Governments around the world have shuttered many of my family member's businesses. To protect citizens from spreading COVID-19, we are disconnecting from each other. These closures mean that all of this is affecting you, your family, and your businesses as well.
This close-to-home closure means that many of you, as well, have been affected by the decisions to close "non-essential" businesses indefinitely. There is a significant sense of grief and panic amongst business owners that their "non-essential" companies are very much essential to them.
In times of doubt, leadership and decisive action are what's needed. Here are five things you can do, regardless of your business model, that will help you combat the economic impact felt around the world and keep your business producing.
1. Increase your service level.
To make any business essential, the first thing to do is to increase the service level you provide your customers. My extended family's businesses include everything from the trades, where plumbers and electricians must be on-site, to salons which depend on in-store visits to keep the lights on.
Now is the perfect time to explore your customer's journey through your business and optimize every step they take. It's time to ask the questions we often neglect when times are good. What would make your customer choose you over another company? What would increase the speed and ease of moving your customers through the buying process? What can you deliver directly to your customer now?
2. Give your customers Choice.
Customer choice has to be at the forefront. To answer the question of "Why would my clients choose me?" You must now look through the questions your clients have asked in the past, and optimize the answers. Become the most knowledgeable service or product provider in your industry.
Becoming an expert in your business is relatively easy, you're already great at your business if you have employees depending on you, it's just a matter of refining every aspect and looking at the big picture with a microscope.
3. Increase the Speed and Ease of transaction.
Increasing the speed and ease of moving through the purchase process is something I have specialized in working with hundreds of start-ups and global brands. Finding clients, marketing to them, having them visit your online store, making a purchase, or scheduling a consultation has to be a seamless flow. For instance, if you run a local business where clients come from a particular city or even a suburb, it makes marketing simpler. Free marketing tactics such as checking the Facebook pages of your competitors and contacting their clients is an excellent way of building a new client base.
Shopify has an excellent point of sale and e-commerce platform that allows you to integrate your e-commerce store (that can sell both products and services) with your brick and mortar store and control your entire inventory from one platform.

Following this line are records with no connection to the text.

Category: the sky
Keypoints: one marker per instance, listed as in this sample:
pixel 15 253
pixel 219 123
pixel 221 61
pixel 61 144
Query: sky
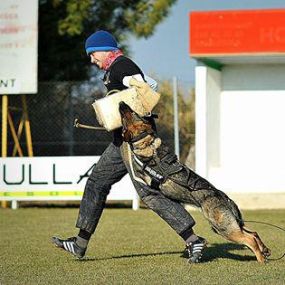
pixel 166 53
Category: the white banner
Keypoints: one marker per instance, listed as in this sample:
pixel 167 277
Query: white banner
pixel 53 178
pixel 18 46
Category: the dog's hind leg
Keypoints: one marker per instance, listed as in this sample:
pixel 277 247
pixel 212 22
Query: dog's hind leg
pixel 228 225
pixel 263 248
pixel 248 239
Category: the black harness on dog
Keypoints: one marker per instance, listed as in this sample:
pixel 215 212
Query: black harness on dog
pixel 165 165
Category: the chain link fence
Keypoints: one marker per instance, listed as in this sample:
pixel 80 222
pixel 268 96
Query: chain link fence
pixel 52 112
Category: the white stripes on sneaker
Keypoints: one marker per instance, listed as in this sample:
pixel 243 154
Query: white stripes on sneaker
pixel 69 246
pixel 197 247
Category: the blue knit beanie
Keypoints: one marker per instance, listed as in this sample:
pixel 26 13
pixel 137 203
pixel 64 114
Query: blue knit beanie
pixel 100 41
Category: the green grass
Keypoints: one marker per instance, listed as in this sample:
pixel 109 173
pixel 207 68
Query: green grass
pixel 130 247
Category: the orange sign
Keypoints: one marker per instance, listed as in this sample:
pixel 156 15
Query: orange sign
pixel 237 32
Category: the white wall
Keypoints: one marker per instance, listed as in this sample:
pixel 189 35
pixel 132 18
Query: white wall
pixel 243 135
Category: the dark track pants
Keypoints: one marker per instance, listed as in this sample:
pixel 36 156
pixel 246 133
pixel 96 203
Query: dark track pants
pixel 109 170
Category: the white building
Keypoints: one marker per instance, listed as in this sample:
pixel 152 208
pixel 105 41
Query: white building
pixel 240 103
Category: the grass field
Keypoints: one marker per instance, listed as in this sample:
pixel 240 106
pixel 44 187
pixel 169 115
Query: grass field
pixel 130 247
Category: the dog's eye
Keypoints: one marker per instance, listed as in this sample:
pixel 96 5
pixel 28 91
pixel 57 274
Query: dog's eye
pixel 127 135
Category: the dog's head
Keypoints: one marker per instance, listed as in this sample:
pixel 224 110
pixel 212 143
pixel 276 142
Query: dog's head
pixel 138 131
pixel 134 126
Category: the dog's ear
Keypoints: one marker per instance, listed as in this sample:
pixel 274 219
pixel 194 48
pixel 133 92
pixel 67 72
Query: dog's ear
pixel 127 135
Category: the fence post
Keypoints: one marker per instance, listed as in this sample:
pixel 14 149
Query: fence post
pixel 176 117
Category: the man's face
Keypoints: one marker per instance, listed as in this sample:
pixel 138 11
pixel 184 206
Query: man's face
pixel 98 57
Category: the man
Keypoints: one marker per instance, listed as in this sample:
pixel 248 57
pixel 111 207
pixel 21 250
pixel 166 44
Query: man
pixel 103 50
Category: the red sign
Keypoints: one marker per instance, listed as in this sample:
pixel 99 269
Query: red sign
pixel 237 32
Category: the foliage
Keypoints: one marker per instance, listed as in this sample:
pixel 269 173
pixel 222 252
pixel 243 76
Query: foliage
pixel 64 26
pixel 186 117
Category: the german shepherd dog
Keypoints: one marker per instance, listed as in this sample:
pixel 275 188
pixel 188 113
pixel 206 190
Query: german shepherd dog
pixel 153 164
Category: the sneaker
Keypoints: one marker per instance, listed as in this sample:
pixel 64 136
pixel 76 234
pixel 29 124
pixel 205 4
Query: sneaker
pixel 193 250
pixel 70 246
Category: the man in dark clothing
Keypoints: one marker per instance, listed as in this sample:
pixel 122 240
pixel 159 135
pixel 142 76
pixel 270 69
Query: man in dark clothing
pixel 119 70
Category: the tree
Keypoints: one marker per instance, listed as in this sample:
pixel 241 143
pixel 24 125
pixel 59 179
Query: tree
pixel 65 24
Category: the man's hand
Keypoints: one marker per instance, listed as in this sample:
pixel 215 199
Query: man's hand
pixel 148 96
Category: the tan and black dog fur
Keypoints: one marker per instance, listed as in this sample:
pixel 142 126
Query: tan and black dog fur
pixel 147 157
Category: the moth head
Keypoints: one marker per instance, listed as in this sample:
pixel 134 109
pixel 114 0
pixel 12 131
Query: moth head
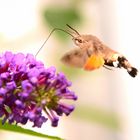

4. Deliver your Products or Services.
Yes, it's a no brainer, but many businesses don't realize the extent they can go to provide their products and services to customers. "But I'm an Electrician; my clients don't want me in their homes." Keeping the lights on, the appliances running, and the home or business connected has never been more critical than it is now. More people at home all day can cause much higher wear and tear on devices throughout the house, from switches to furnaces, to air conditioners and appliances. Make your clients see how essential a well functioning home is at these times. Make it crystal clear that you can schedule the times that work for your clients. Make it clear that you are taking the necessary precautions of cleanliness. Make it clear that they can leave their home while you're there because of testimonials proving your trustworthiness.
If you have products, from hair care products to food and toys, make these products available on EVERY platform. From Amazon to Uber Eats, Facebook marketplace, Groupon, Craigslist there are hundreds of platforms which you can post and sell your products, now is the time to optimize all of these platforms.
If you don't know all of the platforms, contact me, and I can guide you through them.
5. Keep in touch.
During the recent economic boom, businesses were incredibly busy, collecting e-mails, phone numbers, and social accounts of customers fell by the wayside. Now is the time to review everything you HAVE collected and fill in the blanks. Entering the information you DO have into a Google search can return most, if not all, of the information you need to keep in touch with your customers.
Be engaging with communication, contacting your customers with a 15% OFF Coronavirus coupon is a BAD move, asking how each and every one of your clients is doing is a GREAT move. Your goal is to build a rapport with your clients like never before. Be there for their rants, be there for their raves, and when things return to some semblance of normal, it will be you that your clients return too.
Even if you haven't contacted a client for years, it's a great time to reconnect, to be the light in the life of people bombarded by bad news day after day. Your goal is to connect, not to sell. When you make a legitimate connection, your lifetime business with this person will be incredibly valuable.
Increase your service, your customers' choices, the speed and ease of transaction, how seamlessly they receive your products and services, and communicate on a deeper level than ever before.